Tiyatroda bir karakteri canlandırırken, dizi setine gidip başka bir role bürünmeye çalışmak sizi zorlamıyor mu?

- Tiyatro oyununun prova sürecinde diziyi çekmeye başlasaydık zorlanabilirdim ama oyunu çıkardıktan sonra diziye başlamamız benim için bir sorun yaratmadı.

YILIN EN GÜZEL OYUNU

“Sondan Sonra” nasıl bir oyun?


- 14 bölümden oluşan iki perdelik bir oyun. Bence yılın en güzel oyunlarından biri. “Sondan Sonra”da oynadığım için çok mutluyum. Birden fazla derdi var bu oyunun. Bir kere faşizmden bahsederken insan ilişkilerindeki psikolojik şiddete de değiniyor. ızlerken, psikolojik şiddeti hem uygulayan hem de bu şiddete maruz kalanlar olduğunuzun farkına varıyorsunuz.

Oyunda canlandırdığınız karakteri anlatır mısınız?

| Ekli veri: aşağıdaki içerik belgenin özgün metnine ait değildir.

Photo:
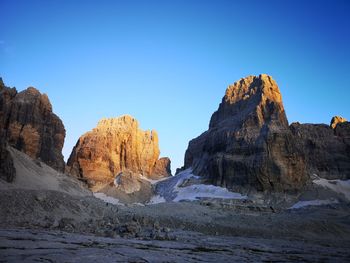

- Louis, apolitik bir kız. şiddete karşı, kimsenin kimseyi kırmamasını istiyor. Ama oyun ilerledikçe, Mark’a psikolojik şiddet uyguladığını görüyoruz. Ve zamanla “Asla öyle olmam” dediği insanlardan biri olmaya başladığını fark ediyoruz. Louis de bu sonuçların farkına varıp kendini sorgulamaya başlıyor.

SEVİŞME SAHNESİ TANITIM İÇİN UCUZ BİR YÖNTEM

“Denizden Gelen” filminiz, Onur Saylak ile oynadığınız öpüşme sahneleriyle dikkat çekti. Film şimdi ıstanbul Film Festivali’nde yarışıyor. Bu yapım hakkında neler söyleyeceksiniz?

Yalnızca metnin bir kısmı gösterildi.